Rarely in the literature is there any discussion regarding the place of pleural fluid protein or lactate dehydrogenase (LDH) estimation. Specifically, how does it alter management? Does the finding of a transudate obviate the need for further investigation? The main problem is that a significant number of malignant effusions are classified as transudates, whichever method is used.

The cause of a transudate is usually clinically obvious. If, however, there is no obvious underlying cause, surely cytological and/or histological examination should still be sought, as for an exudate?

Estimation of pleural fluid protein or LDH is also irrelevant if the fluid is bloodstained, as here further investigation for possible malignancy is warranted anyway.

We propose that the principal use for pleural fluid protein or LDH measurement is when a probable underlying cause for a transudative effusion is apparent, such as heart failure or hypoalbuminaemia, and the fluid is not bloodstained. In this situation the finding of a transudate may help to reassure that no further investigation is necessary except observation, and that a trial of treatment with, for example, diuretics may be of help.


Authors' reply

We appreciate the comments by Quantrill and Dabal on our recent paper1 and would like to clarify the issues raised by them. By definition, when the pleural fluid is classified as a transudate, it indicates that a pathological process does not involve the pleural surface and that an effusion is formed because of a hydrostatic imbalance. If the pleural fluid is bloodstained, it therefore suggests disruption of the pleural membrane by an inflammatory or malignant process and hence cannot be classified as a transudate, which obviates the need for estimation of fluid LDH or protein estimation for diagnostic classification. However, as suggested by Quantrill and Dabal, an occasional malignancy may present as a transudate, in which case the mechanism is usually an effusion from collapse of a lobe causing an increase in the negative pleural pressure.
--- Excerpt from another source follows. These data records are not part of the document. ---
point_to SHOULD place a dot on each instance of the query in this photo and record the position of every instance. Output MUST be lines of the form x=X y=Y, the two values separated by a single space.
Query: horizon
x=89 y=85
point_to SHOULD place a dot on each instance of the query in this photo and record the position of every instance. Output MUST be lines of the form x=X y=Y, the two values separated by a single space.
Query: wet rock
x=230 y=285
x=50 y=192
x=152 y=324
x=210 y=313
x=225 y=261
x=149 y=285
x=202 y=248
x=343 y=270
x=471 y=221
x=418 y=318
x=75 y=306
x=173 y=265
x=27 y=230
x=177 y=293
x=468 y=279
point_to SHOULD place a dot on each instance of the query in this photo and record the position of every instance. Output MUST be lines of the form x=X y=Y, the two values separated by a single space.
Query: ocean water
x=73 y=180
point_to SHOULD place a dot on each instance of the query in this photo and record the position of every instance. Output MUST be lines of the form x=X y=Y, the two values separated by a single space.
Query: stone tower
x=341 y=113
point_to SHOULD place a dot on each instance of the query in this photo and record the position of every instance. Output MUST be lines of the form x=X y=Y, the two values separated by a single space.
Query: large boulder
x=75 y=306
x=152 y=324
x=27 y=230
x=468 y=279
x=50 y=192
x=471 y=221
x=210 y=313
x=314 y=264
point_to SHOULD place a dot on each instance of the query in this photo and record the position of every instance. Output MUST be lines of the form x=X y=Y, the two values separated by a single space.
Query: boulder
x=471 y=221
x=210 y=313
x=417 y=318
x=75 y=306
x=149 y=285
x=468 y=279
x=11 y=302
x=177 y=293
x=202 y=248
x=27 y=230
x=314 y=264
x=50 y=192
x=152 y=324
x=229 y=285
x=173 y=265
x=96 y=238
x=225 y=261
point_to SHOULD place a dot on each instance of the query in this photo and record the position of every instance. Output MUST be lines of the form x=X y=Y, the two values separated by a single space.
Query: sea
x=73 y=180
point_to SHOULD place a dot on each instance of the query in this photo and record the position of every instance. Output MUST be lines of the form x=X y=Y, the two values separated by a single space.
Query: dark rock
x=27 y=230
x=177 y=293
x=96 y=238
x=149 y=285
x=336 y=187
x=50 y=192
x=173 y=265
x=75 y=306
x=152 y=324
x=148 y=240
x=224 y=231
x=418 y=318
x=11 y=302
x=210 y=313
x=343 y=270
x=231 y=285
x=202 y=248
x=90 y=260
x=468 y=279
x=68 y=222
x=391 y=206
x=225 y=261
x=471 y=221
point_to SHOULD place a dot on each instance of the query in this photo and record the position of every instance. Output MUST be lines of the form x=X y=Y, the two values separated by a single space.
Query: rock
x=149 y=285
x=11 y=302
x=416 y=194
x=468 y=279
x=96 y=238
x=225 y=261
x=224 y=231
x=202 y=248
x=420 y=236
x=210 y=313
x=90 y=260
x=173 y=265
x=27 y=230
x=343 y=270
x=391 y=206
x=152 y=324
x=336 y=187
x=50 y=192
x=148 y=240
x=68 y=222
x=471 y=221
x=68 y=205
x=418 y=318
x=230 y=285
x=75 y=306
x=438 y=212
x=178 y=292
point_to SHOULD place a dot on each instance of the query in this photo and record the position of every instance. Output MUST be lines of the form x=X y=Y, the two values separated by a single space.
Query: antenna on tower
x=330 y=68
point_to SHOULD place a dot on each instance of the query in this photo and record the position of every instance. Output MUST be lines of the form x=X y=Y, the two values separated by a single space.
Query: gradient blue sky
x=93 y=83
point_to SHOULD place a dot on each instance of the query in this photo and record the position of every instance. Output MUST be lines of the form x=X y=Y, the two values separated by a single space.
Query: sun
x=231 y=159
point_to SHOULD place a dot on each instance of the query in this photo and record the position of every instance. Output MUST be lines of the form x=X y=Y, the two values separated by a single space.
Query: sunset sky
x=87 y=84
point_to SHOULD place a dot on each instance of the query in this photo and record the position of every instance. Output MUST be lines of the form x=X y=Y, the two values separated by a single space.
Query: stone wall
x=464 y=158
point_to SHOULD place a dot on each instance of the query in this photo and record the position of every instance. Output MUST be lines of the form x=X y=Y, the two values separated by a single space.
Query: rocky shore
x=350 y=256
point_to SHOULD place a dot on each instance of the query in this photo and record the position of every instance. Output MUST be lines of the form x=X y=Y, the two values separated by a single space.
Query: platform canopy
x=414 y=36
Whatever the mechanism, if clinical suspicion for malignancy is high, further appropriate investigations need to be carried out.
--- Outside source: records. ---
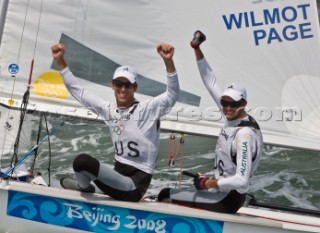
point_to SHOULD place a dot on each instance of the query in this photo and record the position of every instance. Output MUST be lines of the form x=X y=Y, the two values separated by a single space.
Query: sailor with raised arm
x=134 y=128
x=237 y=153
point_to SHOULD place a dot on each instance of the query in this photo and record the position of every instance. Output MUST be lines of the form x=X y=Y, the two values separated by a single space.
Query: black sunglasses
x=233 y=104
x=119 y=84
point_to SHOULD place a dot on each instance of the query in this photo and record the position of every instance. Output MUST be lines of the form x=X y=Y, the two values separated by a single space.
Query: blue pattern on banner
x=102 y=218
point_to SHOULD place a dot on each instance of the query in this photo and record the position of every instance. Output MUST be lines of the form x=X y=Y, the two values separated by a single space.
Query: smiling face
x=233 y=109
x=124 y=92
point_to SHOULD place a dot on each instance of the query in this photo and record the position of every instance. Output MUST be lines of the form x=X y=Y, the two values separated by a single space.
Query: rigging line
x=26 y=95
x=38 y=138
x=31 y=151
x=20 y=45
x=19 y=51
x=38 y=29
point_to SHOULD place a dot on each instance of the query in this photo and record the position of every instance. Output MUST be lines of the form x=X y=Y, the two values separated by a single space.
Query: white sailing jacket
x=134 y=131
x=239 y=145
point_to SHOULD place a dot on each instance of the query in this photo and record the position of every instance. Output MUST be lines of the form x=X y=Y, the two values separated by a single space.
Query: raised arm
x=207 y=75
x=86 y=98
x=58 y=51
x=166 y=51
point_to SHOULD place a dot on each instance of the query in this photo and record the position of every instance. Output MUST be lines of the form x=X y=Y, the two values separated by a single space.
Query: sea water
x=284 y=176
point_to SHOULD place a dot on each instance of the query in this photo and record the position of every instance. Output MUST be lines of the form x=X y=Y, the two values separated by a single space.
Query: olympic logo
x=118 y=129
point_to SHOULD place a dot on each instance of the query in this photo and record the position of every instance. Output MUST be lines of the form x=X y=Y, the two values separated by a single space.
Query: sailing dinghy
x=271 y=47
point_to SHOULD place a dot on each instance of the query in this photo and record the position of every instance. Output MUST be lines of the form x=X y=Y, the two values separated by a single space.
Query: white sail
x=271 y=47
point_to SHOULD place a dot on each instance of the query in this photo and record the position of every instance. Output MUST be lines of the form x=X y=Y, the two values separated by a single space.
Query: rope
x=173 y=154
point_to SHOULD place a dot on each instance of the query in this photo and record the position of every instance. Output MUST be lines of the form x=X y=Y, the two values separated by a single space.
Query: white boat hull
x=26 y=207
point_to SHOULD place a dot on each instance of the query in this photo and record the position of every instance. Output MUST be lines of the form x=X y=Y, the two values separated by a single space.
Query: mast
x=3 y=13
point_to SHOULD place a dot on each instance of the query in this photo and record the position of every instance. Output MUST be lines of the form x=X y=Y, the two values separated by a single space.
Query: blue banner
x=102 y=218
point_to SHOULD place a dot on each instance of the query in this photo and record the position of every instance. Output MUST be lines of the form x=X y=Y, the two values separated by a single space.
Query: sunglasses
x=119 y=84
x=233 y=104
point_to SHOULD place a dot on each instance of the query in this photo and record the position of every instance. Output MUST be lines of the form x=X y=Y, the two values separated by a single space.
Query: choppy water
x=285 y=176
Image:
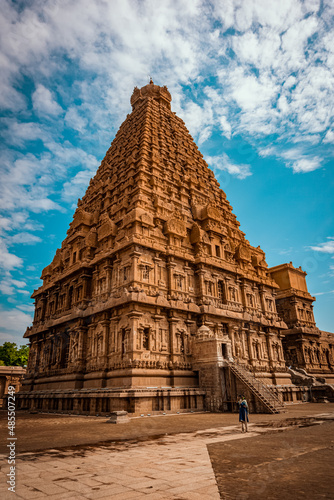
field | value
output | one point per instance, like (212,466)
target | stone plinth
(118,417)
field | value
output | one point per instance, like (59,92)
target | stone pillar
(243,294)
(262,299)
(270,354)
(201,282)
(156,268)
(172,337)
(135,271)
(133,330)
(170,267)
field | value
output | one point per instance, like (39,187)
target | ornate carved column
(269,349)
(172,337)
(262,299)
(243,293)
(133,330)
(135,277)
(170,266)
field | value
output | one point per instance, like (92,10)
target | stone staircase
(260,390)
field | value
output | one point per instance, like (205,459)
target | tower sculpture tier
(153,262)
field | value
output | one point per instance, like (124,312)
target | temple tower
(154,254)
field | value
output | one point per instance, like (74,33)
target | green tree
(10,355)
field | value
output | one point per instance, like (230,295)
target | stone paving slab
(170,467)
Furthermore, Quantrill and Dabal state that hypoalbuminaemia is an apparent cause for transudative effusions.2 However, recent literature shows that hypoalbuminaemia per se may not cause pleural effusions.3 In our paper we have provided the positive likelihood ratios of the various tests so a clinician armed with the pretest probability for any individual patient and the positive likelihood ratio can work out the post-test probability using a standard nomogram.4,5 In light of the above, we suggest that fluid LDH and total protein ratio are useful in the diagnostic separation of pleural effusions.